To really see the power of GPU, we use float32 instead.

Matrix dim	CPU	GPU Tensorflow	GPU Skcuda
10000	6.3	2.3	1.3
15000	17	6.8	3.7
20000	39	10.8	8.32
30000	122	NA	27.0

GPU only provides a speed up of around 4-5 times. The GPU 1 is done by Tensorflow, which might not be very efficient. The GPU 2 is done by Scikit-cuda, which is a wrapper for pycuda. For the later one, we also see a breakdown of communication time between CPU and GPU. It spends around 15% of the time copying data in and out of GPU.

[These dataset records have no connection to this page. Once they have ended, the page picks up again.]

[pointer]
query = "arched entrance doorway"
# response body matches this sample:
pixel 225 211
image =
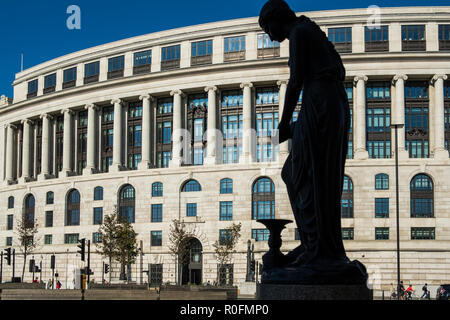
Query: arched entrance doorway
pixel 191 268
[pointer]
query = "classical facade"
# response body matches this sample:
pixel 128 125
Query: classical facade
pixel 179 124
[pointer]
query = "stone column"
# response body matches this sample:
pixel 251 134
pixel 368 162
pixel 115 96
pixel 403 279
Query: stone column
pixel 9 174
pixel 439 144
pixel 26 148
pixel 212 125
pixel 67 143
pixel 360 111
pixel 177 130
pixel 45 156
pixel 91 166
pixel 399 114
pixel 247 155
pixel 117 138
pixel 146 136
pixel 284 147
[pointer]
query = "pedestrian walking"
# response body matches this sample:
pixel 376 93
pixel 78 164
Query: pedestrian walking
pixel 425 291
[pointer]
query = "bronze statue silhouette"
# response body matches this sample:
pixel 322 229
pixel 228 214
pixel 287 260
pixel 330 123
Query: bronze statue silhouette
pixel 314 170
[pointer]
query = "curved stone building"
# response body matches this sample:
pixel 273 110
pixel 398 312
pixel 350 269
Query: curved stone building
pixel 178 125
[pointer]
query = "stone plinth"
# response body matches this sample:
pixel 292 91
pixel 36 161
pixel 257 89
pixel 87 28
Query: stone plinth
pixel 313 292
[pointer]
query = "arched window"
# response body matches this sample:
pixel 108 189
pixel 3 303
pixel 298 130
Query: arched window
pixel 50 197
pixel 98 193
pixel 347 198
pixel 29 211
pixel 127 200
pixel 422 196
pixel 226 186
pixel 73 208
pixel 382 182
pixel 191 185
pixel 11 202
pixel 263 199
pixel 157 189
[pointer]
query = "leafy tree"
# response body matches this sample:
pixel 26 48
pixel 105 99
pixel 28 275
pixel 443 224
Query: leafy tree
pixel 179 244
pixel 108 230
pixel 26 231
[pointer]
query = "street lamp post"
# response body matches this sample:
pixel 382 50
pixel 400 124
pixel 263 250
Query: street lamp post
pixel 396 126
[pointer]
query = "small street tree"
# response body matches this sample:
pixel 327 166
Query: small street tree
pixel 108 231
pixel 179 245
pixel 26 231
pixel 225 247
pixel 126 245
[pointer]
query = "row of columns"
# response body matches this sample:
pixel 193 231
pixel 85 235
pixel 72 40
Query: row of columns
pixel 398 106
pixel 177 136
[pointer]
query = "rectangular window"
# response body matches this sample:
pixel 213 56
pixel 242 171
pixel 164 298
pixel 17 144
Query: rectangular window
pixel 260 234
pixel 376 39
pixel 225 236
pixel 191 209
pixel 422 233
pixel 156 239
pixel 10 223
pixel 71 238
pixel 115 67
pixel 341 38
pixel 32 88
pixel 96 237
pixel 201 52
pixel 48 219
pixel 170 57
pixel 413 38
pixel 98 215
pixel 381 233
pixel 50 81
pixel 381 207
pixel 234 48
pixel 444 37
pixel 347 233
pixel 226 210
pixel 156 212
pixel 48 239
pixel 69 77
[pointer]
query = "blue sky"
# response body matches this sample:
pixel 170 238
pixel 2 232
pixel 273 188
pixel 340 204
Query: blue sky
pixel 38 28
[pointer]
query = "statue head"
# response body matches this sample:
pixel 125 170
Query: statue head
pixel 274 17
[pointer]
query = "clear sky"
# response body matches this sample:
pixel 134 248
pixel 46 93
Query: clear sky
pixel 38 28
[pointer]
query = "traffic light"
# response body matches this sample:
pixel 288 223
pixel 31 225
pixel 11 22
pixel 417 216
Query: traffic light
pixel 82 247
pixel 8 256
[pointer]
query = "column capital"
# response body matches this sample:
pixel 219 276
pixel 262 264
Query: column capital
pixel 91 105
pixel 147 96
pixel 116 101
pixel 27 121
pixel 360 77
pixel 46 115
pixel 436 77
pixel 246 84
pixel 177 91
pixel 404 77
pixel 70 112
pixel 210 88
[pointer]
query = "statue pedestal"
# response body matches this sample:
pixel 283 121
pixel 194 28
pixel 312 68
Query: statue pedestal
pixel 312 292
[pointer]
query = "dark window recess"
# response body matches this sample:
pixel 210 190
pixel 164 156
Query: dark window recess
pixel 70 78
pixel 115 67
pixel 413 38
pixel 341 39
pixel 376 39
pixel 91 72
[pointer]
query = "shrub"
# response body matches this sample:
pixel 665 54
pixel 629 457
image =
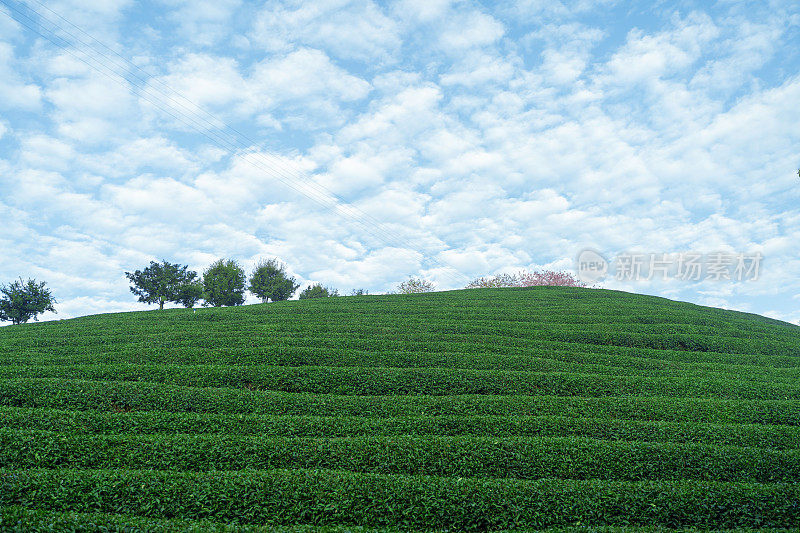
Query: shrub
pixel 524 278
pixel 22 301
pixel 223 284
pixel 317 291
pixel 415 285
pixel 270 281
pixel 165 282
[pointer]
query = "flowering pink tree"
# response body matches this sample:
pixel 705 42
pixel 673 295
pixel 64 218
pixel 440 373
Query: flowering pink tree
pixel 528 279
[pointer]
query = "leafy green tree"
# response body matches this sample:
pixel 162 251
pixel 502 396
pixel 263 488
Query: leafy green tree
pixel 317 291
pixel 23 300
pixel 223 284
pixel 270 281
pixel 162 282
pixel 414 285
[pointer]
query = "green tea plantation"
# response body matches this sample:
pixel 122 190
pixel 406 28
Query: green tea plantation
pixel 473 410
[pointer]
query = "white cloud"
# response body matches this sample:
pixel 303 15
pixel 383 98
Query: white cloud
pixel 15 92
pixel 351 29
pixel 647 57
pixel 470 30
pixel 203 22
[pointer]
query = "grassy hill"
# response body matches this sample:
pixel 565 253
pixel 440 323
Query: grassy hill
pixel 484 409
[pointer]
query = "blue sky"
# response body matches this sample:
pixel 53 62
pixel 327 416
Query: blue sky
pixel 362 142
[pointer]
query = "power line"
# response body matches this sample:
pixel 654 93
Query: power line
pixel 206 123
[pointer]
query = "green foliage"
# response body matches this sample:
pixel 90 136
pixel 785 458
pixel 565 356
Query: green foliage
pixel 23 300
pixel 269 281
pixel 483 410
pixel 164 282
pixel 414 286
pixel 223 284
pixel 317 291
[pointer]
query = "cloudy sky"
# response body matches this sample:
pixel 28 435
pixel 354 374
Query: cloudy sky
pixel 362 142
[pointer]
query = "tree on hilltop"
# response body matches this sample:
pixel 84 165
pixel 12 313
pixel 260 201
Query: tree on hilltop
pixel 23 300
pixel 223 284
pixel 317 291
pixel 524 278
pixel 269 281
pixel 415 285
pixel 164 282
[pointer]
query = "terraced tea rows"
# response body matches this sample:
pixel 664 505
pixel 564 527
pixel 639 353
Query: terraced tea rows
pixel 487 409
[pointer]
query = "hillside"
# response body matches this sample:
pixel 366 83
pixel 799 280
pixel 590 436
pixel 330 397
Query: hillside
pixel 481 409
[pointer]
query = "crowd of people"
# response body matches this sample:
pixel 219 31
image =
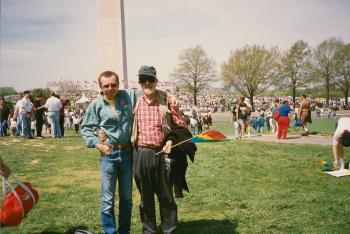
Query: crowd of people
pixel 31 117
pixel 134 132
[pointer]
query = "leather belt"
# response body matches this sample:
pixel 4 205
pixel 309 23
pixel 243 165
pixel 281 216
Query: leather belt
pixel 152 147
pixel 122 146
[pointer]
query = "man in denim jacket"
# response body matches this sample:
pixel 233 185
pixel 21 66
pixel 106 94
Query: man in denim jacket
pixel 111 112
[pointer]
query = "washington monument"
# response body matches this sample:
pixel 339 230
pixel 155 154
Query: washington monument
pixel 110 30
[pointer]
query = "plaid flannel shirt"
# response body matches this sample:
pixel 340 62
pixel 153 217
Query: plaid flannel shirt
pixel 150 121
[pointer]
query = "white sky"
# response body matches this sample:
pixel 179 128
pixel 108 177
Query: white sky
pixel 46 40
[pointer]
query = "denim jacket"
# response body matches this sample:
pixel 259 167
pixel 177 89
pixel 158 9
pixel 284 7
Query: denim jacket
pixel 116 124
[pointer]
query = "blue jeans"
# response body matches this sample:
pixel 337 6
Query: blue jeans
pixel 27 132
pixel 19 124
pixel 54 120
pixel 116 167
pixel 3 127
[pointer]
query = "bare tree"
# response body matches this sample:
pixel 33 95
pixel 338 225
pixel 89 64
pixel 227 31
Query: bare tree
pixel 325 62
pixel 251 70
pixel 295 69
pixel 195 70
pixel 342 79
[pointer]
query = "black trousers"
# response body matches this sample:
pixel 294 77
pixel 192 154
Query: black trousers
pixel 152 177
pixel 39 125
pixel 61 123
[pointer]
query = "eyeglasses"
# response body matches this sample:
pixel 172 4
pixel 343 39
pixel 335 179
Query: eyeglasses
pixel 113 86
pixel 144 79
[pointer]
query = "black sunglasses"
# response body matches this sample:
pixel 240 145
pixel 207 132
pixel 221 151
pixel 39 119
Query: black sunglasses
pixel 144 79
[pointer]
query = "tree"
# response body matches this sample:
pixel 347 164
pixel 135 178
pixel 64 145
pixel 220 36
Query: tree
pixel 4 91
pixel 342 78
pixel 251 70
pixel 195 70
pixel 295 69
pixel 325 62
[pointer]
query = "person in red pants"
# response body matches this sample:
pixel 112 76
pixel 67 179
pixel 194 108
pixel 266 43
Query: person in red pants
pixel 283 120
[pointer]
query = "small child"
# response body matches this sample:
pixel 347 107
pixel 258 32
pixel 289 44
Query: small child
pixel 13 124
pixel 76 122
pixel 33 126
pixel 261 122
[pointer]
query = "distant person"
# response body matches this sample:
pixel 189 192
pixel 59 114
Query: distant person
pixel 4 116
pixel 341 139
pixel 39 110
pixel 243 112
pixel 305 112
pixel 261 123
pixel 273 122
pixel 24 112
pixel 13 125
pixel 18 115
pixel 283 120
pixel 76 123
pixel 64 103
pixel 194 124
pixel 33 126
pixel 53 106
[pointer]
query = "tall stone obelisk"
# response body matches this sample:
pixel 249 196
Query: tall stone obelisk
pixel 110 30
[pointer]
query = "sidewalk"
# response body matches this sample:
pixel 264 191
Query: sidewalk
pixel 294 139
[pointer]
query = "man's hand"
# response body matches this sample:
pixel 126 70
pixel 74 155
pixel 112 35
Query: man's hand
pixel 105 149
pixel 102 136
pixel 167 147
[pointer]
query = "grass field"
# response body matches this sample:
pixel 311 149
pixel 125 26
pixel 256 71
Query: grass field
pixel 235 187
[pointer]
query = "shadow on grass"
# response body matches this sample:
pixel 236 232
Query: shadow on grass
pixel 207 226
pixel 82 229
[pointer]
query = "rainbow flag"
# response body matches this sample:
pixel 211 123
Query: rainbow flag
pixel 209 136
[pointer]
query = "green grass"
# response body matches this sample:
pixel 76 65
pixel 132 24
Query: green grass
pixel 235 187
pixel 319 126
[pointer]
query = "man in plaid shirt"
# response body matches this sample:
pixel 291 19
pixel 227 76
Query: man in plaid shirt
pixel 149 169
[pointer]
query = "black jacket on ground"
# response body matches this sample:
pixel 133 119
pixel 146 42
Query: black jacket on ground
pixel 179 155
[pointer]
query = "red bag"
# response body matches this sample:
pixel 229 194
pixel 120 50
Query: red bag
pixel 18 203
pixel 276 114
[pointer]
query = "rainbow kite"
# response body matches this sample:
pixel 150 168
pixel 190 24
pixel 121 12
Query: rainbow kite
pixel 325 163
pixel 209 136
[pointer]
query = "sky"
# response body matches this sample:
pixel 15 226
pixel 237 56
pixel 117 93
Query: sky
pixel 50 40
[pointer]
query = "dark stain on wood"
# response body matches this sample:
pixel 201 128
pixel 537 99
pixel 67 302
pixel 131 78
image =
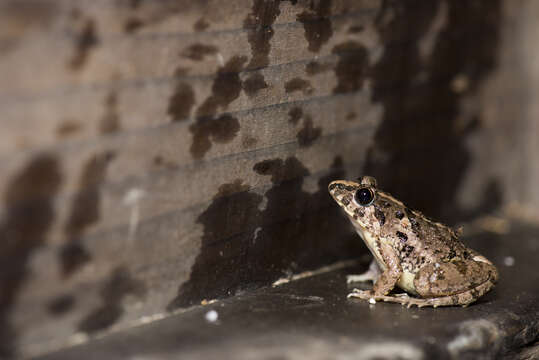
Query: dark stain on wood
pixel 68 128
pixel 84 212
pixel 295 115
pixel 197 52
pixel 421 144
pixel 351 68
pixel 201 25
pixel 116 288
pixel 132 25
pixel 254 83
pixel 222 129
pixel 61 305
pixel 317 24
pixel 86 40
pixel 181 102
pixel 250 247
pixel 248 142
pixel 226 87
pixel 298 84
pixel 315 67
pixel 356 29
pixel 110 122
pixel 29 213
pixel 259 26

Tools for doing linear algebra on GPU.

Pycuda: this is the lowest level, a wrapper of CUDA for Python
Scikit-cuda: a wrapper over pycuda
Cula: provide LAPACK type of matrix multiplication for CUDA
Numbapro / accelerate: from Anaconda
Theano / Tensorflow

Codes

#### Skcuda + Pycuda

import pycuda.gpuarray as gpuarray
import pycuda.autoinit
import numpy as np, time
import skcuda.linalg as culinalg
import skcuda
culinalg.init()

dim = 30000
rnd = np.random.RandomState(0)
a = rnd.rand(dim, dim).astype(np.float32)

start = time.time()
a_gpu = gpuarray.to_gpu(a)
print 'Copy in', time.time() - start

start = time.time()
rescpu = np.dot(a, b)
print 'CPU:', time.time() - start

start = time.time()
resgpu = culinalg.dot(a_gpu, a_gpu)
print skcuda.misc.sum(resgpu)
print 'GPU:', time.time() - start

start = time.time()
resgpu = resgpu.get()
print 'Copy out', time.time() - start
print np.allclose(rescpu, resgpu)
print np.allclose(resgpu, rescpu)

Tensorflow

import numpy as np
import tensorflow as tf
import time

X = tf.constant(np.array(np.random.randn(20000,20000), dtype = np.float32), dtype = tf.float32)
Y = tf.matmul(X, tf.transpose(X))

init = tf.initialize_all_variables()
sess = tf.Session()
sess.run(init)

a = time.time()
sess.run(Y)
print time.time() - a

CPU (both OpenBLAS and MKL)

import numpy as np
import time
np.random.seed(1)
n = 30000
x = np.array(np.random.randn(n,n), dtype = np.float32)
a = time.time(); x.dot(x); print time.time() - a